Sartre, Beauvoir et Aragon
Jean-Paul Sartre, 1905-1980. Deux livres: Huis-Clos, La Nausée. Une idée: l’existence précède l’essence. Un bon mot: l’enfer, c’est les autres. Et le reste? Aux vers, à la terre, aux universitaires. On lit encore un peu la Nausée et le Mur dans les lycées. Mais pas la trilogie romanesque et les pièces de théâtre. Son essai sur Flaubert (des milliers de pages !) est oublié, comme à peu près tous ses livres de philosophie. Ses engagements? L’Algérie? Le Vietnam? On hausse les épaules.

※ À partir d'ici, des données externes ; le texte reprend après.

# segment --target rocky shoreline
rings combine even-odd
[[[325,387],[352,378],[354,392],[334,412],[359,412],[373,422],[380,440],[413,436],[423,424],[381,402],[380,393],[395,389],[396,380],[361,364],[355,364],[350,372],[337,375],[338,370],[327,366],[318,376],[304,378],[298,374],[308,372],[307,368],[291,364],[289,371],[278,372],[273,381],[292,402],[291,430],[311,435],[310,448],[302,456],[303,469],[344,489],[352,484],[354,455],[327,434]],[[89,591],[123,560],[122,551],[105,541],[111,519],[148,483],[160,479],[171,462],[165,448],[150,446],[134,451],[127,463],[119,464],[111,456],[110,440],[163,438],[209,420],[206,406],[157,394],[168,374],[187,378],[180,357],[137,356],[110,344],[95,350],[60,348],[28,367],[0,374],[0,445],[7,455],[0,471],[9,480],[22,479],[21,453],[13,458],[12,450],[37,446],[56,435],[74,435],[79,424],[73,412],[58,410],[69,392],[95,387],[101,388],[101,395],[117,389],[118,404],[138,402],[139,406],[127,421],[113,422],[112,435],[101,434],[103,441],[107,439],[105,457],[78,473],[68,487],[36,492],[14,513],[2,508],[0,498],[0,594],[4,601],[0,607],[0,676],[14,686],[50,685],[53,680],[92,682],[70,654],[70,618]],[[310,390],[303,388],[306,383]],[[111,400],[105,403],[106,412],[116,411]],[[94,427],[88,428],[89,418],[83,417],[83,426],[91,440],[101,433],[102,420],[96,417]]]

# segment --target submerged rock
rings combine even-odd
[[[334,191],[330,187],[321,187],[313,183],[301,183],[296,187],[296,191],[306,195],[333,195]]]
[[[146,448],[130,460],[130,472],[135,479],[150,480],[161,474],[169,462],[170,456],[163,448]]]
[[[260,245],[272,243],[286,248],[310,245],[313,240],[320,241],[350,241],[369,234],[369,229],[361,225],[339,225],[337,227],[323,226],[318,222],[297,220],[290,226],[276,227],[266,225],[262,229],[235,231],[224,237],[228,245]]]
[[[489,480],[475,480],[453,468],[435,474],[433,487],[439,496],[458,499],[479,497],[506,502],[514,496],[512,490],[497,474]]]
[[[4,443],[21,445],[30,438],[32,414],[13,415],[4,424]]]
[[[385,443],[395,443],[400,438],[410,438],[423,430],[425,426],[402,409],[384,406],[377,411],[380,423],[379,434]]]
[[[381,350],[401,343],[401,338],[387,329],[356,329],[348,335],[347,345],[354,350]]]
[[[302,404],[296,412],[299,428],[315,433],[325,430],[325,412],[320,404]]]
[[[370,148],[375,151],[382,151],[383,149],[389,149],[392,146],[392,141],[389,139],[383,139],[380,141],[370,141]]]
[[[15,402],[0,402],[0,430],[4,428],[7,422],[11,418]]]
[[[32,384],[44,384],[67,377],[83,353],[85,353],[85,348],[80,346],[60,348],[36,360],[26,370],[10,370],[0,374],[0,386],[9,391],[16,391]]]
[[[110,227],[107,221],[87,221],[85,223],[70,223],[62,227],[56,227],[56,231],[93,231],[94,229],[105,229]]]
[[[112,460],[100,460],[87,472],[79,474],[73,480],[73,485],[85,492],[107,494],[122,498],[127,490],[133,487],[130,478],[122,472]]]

Simone de Beauvoir, 1908-1986. Un livre, double: Le Deuxième sexe. Une idée: on ne naît pas femme, on le devient. Et quelques citations tronquées, extraites de leur contexte. Ses mémoires? On en goûte les titres, mais on ne les lit plus guère. Ses pièces de théâtre encore moins, de même que ses romans. Car la postérité qui s’entend si bien à refermer les cercueils a décidé que madame Beauvoir serait une «figure du féminisme», et seulement cela. Rien d’autre. Si elle a écrit Les Mandarins ou Les Belles images, cela devait être par erreur, ou pour s’occuper l’esprit. La postérité adore les «figures», cela la dispense de profondeur.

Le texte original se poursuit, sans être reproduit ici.